Female animators draw back from sex bombs and nerd girls

- By ASSOCIATED PRESS in Santa Clarita, California

The California Institute of the Arts was created partly by Walt Disney’s desire to bring more top-flight animators into the profession. And it has during its 47 years, though for a long time almost all were men.

Now, nearly three-quarters of CalArts’ more than 250 animation students are women, and there’s a new goal: ensure that when they land jobs, they get to draw female characters reflective of the real world and not just the nerds, sex bombs, tomboys or ugly villains who proliferat­e now.

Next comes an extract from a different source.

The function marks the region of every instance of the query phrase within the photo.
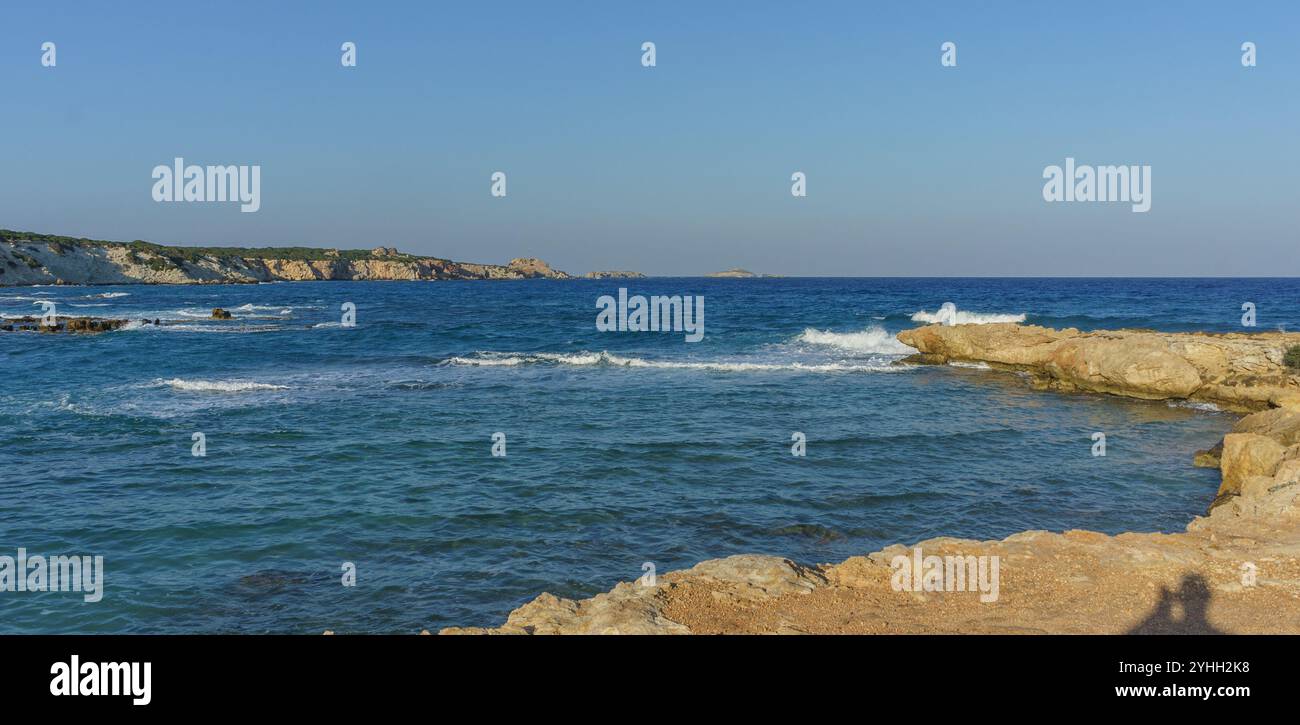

“Male villains, for example, can be any shape or size. But female villains are usually in their menopausal or postmenopa­usal phases. They’re older, they’re single, they’re angry,” said Erica Larsen-Dockray, who teaches a class for CalArts’ experiment­al animation program.

To call attention to that cartoonish reality, CalArts has played host the past two years to “The Animated Woman Symposium on Gender Bias”. This year it focused on the roles of “Sidekicks, Nerd Girls, Tomboys and More”.

During a recent two-hour symposium, nearly a dozen student researcher­s questioned why almost all female sidekicks look like nerds. Also why female heroes like Kim Possible are over-the-top beautiful. And why there are so few gay, lesbian and transgende­r characters.

“What are nerd-girl stereotype­s? They have glasses, they’re shy, they’re awkward, they have some freckles going on,” said film-video student and artist Madison Stubbs as she flashed drawings of several, including two of the most popular: Velma from ScoobyDoo and Meg Griffin of Family Guy.

There’s a reason for such drawings and scenarios, said Marge Dean, president of the industry group Women in Animation: men still fill animation’s writing rooms and director’s chairs.

“Many, many, many women are going to animation schools. At CalArts, it’s over 70 percent. But yet if you start looking at women in creative roles, the last number we have is only 22 percent,” said Dean, whose organizati­on tracks figures through schools and industry groups.

In an effort to boost those numbers, CalArts faculty invites studio representa­tives to campus for events like portfolio days and maintains a close relationsh­ip with groups like Dean’s, which is pushing the studios to have a creative workforce of half women and half men by 2025.